STOCK ESSENTIAL SUPPLIES

Buy a few basics ahead of time, so you and your pet can settle in without too much hassle.

Here’s what you’ll need to get started:

– Box

– Food and water bowls

– Food and maybe some treats for training – talk to your vet about an appropriate diet

– Necklace

– Bed

– Toys

– Anti-stain and anti-odor cleaners

– Perhaps baby or pet gates to block off sections of your home.

YOUR PET-PROOF HOME

Before your boyfriend comes home with you, it is essential that you prepare your house. Do your best to protect every room in your home from pets. Destructive pet behavior is common, frustrating, and can be dangerous to your pet. Your pet is sure to find all the little things that can hurt him.

FIND THE RIGHT VETERINARIAN

A new pet should visit your veterinarian for the first time a few days after coming home. It is important that the animal undergoes a physical examination, even if no vaccine is due. This is a chance to ensure that there are no health issues that have not been detected by the breeder, shelter or rescue group.

It’s best to find a good veterinarian before bringing your pet home. Then you’ll have the vet lined up and you won’t have to rush to find one. Look for a veterinary practice with a great reputation in a convenient location for you.

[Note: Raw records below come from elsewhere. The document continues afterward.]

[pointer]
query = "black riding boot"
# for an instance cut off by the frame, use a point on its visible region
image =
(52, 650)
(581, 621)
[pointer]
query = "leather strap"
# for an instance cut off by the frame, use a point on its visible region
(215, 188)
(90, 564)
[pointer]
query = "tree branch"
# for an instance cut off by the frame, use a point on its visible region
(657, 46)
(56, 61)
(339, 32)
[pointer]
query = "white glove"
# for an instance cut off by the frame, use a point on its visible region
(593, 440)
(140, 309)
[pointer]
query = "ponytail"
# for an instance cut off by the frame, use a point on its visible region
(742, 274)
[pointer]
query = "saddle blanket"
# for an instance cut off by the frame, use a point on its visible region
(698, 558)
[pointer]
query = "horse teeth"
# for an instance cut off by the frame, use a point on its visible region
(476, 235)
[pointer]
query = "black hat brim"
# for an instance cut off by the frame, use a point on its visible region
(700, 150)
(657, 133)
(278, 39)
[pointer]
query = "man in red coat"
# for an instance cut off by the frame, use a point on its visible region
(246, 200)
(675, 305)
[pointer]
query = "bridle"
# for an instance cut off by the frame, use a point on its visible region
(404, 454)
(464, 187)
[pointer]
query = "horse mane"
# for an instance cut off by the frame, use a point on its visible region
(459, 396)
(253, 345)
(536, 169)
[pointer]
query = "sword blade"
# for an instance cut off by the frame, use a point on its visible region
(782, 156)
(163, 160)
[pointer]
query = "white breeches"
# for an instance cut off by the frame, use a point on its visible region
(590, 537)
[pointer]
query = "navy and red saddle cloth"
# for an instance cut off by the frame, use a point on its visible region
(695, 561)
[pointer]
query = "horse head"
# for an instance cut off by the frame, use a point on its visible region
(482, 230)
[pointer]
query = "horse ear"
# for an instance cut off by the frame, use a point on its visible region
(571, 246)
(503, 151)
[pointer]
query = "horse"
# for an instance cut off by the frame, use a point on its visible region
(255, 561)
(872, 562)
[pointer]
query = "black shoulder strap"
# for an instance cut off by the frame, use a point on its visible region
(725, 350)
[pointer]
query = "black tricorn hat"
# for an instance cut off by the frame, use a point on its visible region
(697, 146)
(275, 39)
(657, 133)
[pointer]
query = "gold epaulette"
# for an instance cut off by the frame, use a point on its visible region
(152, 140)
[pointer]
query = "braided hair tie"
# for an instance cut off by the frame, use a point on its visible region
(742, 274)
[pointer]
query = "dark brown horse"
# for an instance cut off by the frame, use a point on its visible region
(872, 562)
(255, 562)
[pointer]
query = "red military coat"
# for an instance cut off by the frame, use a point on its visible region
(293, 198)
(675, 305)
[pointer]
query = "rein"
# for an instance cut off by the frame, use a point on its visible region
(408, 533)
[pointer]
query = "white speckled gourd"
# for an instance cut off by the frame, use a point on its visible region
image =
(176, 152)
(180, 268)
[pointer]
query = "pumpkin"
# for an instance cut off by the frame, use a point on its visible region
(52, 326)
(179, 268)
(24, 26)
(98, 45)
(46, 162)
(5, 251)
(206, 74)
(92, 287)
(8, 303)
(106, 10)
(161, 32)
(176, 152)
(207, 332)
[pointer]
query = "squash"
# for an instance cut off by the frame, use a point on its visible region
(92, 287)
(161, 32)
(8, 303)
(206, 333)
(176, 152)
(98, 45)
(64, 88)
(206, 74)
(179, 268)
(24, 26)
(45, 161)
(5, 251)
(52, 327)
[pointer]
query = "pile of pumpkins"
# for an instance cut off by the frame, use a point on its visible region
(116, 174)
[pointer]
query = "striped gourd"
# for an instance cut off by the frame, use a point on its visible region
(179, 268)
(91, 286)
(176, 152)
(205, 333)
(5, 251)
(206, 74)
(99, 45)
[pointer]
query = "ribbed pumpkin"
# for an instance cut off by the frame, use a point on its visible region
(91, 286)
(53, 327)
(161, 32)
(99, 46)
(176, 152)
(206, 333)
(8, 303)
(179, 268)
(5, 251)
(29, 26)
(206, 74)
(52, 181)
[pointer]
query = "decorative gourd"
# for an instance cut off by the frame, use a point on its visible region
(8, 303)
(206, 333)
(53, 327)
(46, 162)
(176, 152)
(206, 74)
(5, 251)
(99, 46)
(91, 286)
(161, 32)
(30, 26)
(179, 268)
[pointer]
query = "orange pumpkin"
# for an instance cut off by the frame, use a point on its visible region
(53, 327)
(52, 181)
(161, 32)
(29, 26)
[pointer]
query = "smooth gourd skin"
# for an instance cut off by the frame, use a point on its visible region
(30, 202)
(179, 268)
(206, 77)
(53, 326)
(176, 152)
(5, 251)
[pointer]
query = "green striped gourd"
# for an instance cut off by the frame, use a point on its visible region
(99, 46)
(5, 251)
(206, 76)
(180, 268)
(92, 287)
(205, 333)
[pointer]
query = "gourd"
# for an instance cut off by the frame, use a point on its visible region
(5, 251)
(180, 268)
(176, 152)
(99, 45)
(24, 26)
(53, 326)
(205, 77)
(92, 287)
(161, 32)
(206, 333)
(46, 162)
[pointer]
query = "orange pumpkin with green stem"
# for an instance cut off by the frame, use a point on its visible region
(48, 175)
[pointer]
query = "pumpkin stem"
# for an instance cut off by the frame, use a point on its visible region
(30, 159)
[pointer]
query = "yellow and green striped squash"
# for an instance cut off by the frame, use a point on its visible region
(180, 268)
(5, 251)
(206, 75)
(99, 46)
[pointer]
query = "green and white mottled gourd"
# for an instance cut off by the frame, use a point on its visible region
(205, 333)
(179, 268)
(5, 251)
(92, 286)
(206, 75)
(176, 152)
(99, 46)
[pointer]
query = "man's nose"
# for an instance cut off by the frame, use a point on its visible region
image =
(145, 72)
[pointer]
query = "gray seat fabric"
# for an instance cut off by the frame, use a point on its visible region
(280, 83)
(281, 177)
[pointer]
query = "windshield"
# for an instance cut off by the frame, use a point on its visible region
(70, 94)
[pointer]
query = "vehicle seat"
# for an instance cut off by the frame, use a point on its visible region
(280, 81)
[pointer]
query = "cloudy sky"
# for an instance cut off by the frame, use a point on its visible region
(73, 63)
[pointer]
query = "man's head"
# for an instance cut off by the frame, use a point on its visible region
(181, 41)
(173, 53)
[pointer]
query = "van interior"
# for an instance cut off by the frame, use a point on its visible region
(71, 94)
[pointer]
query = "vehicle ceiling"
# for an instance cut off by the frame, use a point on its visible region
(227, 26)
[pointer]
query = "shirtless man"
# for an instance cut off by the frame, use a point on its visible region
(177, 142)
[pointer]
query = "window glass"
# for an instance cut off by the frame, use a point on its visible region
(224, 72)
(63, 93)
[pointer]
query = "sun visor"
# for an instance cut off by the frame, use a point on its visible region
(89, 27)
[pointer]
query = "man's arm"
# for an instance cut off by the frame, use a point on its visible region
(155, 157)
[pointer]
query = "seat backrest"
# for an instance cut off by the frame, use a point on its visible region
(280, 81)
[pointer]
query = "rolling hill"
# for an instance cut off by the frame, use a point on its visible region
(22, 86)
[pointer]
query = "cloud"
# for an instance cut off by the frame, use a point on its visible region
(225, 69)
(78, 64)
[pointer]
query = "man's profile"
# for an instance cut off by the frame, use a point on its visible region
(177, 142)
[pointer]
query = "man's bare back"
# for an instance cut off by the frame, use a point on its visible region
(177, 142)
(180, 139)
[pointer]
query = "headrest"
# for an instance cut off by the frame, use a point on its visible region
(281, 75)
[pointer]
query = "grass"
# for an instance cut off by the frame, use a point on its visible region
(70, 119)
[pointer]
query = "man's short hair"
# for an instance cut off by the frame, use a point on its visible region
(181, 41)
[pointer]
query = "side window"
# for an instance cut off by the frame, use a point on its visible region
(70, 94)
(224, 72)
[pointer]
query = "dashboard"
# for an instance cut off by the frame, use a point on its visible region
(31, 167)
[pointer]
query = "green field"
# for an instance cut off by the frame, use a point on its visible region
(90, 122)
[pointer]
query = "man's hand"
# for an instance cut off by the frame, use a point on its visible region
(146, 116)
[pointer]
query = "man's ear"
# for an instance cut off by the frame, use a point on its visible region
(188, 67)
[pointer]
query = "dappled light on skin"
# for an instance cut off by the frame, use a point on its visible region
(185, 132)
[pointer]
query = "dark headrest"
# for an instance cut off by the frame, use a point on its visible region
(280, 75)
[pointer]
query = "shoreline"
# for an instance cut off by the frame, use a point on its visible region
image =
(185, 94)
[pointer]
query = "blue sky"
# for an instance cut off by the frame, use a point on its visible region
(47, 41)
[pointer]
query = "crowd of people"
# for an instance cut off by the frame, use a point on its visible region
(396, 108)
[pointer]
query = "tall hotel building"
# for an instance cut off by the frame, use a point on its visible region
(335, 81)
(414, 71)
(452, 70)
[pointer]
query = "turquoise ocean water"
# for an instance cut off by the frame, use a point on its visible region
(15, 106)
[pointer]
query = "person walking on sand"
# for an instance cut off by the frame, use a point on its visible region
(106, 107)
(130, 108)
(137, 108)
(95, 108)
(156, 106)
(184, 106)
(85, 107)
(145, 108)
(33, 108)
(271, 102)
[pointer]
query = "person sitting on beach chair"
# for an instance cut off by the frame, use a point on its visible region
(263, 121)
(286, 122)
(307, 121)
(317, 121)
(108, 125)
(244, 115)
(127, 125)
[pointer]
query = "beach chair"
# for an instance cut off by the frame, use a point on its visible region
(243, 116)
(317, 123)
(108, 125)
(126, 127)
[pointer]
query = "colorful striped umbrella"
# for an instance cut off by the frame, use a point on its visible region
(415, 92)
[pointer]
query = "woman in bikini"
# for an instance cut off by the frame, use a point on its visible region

CHOOSE AGE AND BREED APPROPRIATE FOOD

Not all pet foods are created equal. Some are better than others, and some make claims that aren’t always supported by facts. It would be easy to just grab the bag or can of pet food with the most beautiful design on the cover, but that is not what will guarantee the long-term health of our pets.

Choose the best food for your pet and always look for a complete and balanced labeled diet.

From when they’re young to when they’re older, your pet food choices should be guided by the animal’s specific needs, life stage, and lifestyle. You can do some cursory research to get a good idea of ​​why it’s important and what to look for, but for the best advice, consult your vet.

EQUIP YOUR PET WITH A CORRECT ID

Finally, make sure your pup is properly equipped with an ID so that if he should get loose – and it eventually happens to almost everyone – you’ll get him back safely. Have your details on your pet’s collar, either on a tag or printed directly on the collar.

Also, keep photos handy. It’s a good reason to track your pet’s growth, but you may need these pictures when it comes time to post them around town or go with the local shelter in case your pet is delivered to them. A GPS device that attaches to the collar is a nifty way to track your pet, but it loses its usefulness when the collar is lost.